El gigante de la electrónica de Corea había depositado sus esperanzas en el Galaxy Note 7, un teléfono con el que esperaba despuntar en el mercado móvil. De hecho, Samsung esperaba reportar un modesto aumento en su ganancia operativa en comparación con el mismo período del año pasado.

Pero las esperanzas de Samsung se desvanecieron cuando la compañía se vio obligada a emitir una retirada mundial de dispositivos Galaxy Note 7 a principios de este mes después de una falla evidente de la batería que causó que decenas de teléfonos explotaran o estallar en llamas. La compañía dijo a mediados de octubre que suspendería el Note 7 después de una segunda retirada del dispositivo luego de continuar con problemas de calentamiento.

Los efectos de la debacle se manifestaron con claridad el miércoles, cuando Samsung reportó su peor ganancia operativa en dos años. La compañía registró 5.2 billones de wones (US$4,500 millones) en ganancias operativas, un descenso de casi el 30 por ciento año tras año.

La división móvil de Samsung, la división responsable del Note 7, reportó una ganancia operativa de 100 millones de wones (US$87,800 millones), una disminución de alrededor del 96 por ciento y su nivel más bajo en casi ocho años. Los ingresos se situaron en 47.8 billones de wones (US$41,900 millones), un descenso del 7.5 por ciento desde 3.87 billones de wones (US$3,400 millones).

Los resultados no deben verse como una gran sorpresa. Después de la retirada mundial y la cancelación del Note 7, Samsung advirtió que el desastre podría costarle más de US$5,000 millones.
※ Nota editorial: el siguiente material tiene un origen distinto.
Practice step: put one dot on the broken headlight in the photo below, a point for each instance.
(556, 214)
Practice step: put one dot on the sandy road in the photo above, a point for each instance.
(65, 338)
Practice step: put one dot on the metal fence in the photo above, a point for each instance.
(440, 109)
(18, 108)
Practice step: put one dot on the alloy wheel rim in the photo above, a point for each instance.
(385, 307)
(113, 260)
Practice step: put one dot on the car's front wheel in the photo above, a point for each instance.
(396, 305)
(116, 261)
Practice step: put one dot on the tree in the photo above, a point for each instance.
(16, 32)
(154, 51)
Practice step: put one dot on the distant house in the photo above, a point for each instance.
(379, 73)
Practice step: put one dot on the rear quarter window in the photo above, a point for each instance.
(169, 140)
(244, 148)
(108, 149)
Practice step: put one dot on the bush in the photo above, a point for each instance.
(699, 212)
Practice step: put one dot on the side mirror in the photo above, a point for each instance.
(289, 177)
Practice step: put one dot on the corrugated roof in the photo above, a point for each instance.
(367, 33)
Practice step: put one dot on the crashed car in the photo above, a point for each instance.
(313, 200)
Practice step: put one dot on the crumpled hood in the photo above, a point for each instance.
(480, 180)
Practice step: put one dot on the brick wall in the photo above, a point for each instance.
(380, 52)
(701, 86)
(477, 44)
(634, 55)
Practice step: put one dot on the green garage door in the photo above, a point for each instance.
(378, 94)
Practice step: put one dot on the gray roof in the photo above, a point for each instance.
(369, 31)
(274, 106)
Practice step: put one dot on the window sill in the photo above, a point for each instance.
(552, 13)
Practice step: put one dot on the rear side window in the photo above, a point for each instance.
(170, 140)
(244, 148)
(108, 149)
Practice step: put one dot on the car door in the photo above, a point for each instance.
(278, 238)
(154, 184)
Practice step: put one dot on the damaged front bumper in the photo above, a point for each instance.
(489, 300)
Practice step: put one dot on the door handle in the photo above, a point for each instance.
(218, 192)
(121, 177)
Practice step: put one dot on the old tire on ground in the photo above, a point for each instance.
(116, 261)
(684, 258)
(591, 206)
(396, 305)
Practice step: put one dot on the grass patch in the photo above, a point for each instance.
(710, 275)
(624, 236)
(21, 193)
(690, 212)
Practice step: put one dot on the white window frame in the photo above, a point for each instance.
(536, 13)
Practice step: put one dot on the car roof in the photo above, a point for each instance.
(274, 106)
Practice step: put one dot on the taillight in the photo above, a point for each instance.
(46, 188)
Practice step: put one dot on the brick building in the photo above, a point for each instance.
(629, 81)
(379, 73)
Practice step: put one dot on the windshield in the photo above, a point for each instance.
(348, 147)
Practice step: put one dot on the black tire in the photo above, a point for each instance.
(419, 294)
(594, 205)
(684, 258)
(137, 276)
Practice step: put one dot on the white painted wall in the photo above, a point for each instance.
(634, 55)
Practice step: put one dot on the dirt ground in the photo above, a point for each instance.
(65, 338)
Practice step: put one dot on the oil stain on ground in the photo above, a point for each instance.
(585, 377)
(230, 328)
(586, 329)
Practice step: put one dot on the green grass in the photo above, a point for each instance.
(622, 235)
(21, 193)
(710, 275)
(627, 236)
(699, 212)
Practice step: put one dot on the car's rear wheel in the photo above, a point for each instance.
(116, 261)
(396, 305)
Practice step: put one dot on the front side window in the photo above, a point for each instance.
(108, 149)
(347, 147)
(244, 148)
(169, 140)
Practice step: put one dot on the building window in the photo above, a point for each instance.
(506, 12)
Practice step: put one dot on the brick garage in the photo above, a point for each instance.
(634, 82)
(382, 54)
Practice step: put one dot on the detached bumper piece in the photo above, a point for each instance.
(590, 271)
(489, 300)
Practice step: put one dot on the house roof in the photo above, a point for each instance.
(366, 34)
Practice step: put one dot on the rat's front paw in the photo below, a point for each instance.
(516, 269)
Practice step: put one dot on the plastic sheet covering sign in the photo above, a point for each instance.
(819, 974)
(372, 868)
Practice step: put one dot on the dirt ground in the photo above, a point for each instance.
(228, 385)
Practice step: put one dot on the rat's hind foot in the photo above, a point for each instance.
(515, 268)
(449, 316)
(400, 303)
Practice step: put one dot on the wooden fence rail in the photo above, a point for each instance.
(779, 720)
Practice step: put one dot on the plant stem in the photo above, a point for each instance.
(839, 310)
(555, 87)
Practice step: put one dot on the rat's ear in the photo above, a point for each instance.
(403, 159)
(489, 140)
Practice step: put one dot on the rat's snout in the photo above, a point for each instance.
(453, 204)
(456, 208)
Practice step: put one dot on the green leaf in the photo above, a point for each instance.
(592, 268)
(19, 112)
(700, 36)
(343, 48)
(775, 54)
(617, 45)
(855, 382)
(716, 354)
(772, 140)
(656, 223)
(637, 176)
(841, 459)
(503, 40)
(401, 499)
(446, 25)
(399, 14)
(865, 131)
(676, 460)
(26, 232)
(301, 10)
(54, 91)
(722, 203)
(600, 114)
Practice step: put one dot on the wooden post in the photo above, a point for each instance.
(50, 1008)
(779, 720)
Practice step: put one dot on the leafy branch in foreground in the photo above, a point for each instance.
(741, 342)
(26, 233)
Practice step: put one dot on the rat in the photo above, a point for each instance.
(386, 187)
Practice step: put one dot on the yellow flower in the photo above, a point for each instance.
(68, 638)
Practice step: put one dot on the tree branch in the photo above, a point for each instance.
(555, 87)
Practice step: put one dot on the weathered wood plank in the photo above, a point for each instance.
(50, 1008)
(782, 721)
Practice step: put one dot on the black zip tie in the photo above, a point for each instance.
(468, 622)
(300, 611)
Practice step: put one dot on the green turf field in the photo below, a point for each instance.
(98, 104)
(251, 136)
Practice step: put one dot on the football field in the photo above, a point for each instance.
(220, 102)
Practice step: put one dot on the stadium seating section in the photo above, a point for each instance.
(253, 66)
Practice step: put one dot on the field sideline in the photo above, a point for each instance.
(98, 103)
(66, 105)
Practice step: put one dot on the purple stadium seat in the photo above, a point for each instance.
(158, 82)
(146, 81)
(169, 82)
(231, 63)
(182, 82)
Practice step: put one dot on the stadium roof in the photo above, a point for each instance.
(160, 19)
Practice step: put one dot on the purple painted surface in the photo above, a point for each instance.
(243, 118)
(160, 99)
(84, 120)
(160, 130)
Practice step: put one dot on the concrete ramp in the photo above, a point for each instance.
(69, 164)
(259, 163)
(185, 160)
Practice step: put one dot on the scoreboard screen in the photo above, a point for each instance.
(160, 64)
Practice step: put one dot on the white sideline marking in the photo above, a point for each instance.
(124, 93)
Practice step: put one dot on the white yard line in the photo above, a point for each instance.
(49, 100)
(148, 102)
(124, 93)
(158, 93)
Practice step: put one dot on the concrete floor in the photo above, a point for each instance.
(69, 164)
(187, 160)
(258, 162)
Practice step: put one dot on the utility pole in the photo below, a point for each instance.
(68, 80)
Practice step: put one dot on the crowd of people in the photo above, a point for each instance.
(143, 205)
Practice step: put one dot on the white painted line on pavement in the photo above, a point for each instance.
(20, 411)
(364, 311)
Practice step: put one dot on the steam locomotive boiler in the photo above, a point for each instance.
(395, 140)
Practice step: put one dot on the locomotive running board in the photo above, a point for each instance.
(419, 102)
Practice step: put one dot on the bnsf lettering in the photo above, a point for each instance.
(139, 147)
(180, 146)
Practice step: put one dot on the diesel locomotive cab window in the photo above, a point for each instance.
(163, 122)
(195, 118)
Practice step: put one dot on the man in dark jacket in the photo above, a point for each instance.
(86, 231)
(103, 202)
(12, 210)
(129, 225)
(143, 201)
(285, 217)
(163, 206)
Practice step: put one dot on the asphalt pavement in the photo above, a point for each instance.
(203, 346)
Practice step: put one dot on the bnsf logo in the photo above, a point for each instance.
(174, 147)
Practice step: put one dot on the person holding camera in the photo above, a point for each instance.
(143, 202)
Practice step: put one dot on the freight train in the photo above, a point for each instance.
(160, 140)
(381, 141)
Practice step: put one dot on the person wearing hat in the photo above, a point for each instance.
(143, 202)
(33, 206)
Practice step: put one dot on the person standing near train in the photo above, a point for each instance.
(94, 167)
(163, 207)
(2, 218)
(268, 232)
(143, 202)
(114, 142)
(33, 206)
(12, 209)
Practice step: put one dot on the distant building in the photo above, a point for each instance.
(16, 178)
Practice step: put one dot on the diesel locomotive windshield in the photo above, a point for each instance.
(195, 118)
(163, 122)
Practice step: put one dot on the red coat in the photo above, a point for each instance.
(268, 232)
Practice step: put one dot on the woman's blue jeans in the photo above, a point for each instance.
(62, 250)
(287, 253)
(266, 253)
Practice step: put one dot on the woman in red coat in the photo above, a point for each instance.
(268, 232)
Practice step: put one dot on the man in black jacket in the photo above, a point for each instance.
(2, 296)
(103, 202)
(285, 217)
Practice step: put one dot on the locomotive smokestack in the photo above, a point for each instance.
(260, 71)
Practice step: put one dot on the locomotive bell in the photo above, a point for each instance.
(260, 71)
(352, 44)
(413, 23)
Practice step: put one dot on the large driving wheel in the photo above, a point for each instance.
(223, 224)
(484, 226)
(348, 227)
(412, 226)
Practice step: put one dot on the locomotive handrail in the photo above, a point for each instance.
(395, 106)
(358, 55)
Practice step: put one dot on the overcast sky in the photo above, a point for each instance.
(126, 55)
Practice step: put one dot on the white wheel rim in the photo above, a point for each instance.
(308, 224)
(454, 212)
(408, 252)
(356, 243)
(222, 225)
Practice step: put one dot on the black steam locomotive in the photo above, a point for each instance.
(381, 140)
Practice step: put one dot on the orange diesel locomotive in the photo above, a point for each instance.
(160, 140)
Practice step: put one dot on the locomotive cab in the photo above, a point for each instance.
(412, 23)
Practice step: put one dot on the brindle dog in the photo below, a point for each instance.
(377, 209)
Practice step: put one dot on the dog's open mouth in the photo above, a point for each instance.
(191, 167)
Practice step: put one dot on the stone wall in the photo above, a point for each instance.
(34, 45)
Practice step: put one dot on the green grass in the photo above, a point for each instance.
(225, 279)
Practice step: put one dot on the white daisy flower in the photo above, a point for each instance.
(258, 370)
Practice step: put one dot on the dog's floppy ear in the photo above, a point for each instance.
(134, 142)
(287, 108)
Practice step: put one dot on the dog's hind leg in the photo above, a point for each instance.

Lo que es tal vez lo más doloroso para Samsung es que estaba montando una reaparición en el espacio móvil. El lanzamiento del Galaxy S3 en 2012, coronado como rey mundial de teléfonos inteligentes, ayudó a alimentar cinco trimestres consecutivos de ganancias récord. Pero la suerte de teléfono de la compañía se desvaneció cuando teléfonos posteriores no lograron excitar a los consumidores.

El Galaxy S7 parecía ser el producto de Samsung necesaria para enderezar su nave, lo que contribuyó a una robusta recuperación durante los últimos dos trimestres. El Note 7, que llegó al mercado a mediados de agosto, se esperaba que solidificara el liderazgo de Samsung en el mercado de telefonía móvil después de la fuerte presencia de la Galaxy S7.

La causa del sobrecalentamiento del teléfono según los informes, sigue siendo un misterio, creando un efecto dominó que se dice que está retrasando el desarrollo del Galaxy S8, su próximo teléfono insignia, aunque la compañía no tiene planes de desechar la línea Note por completo.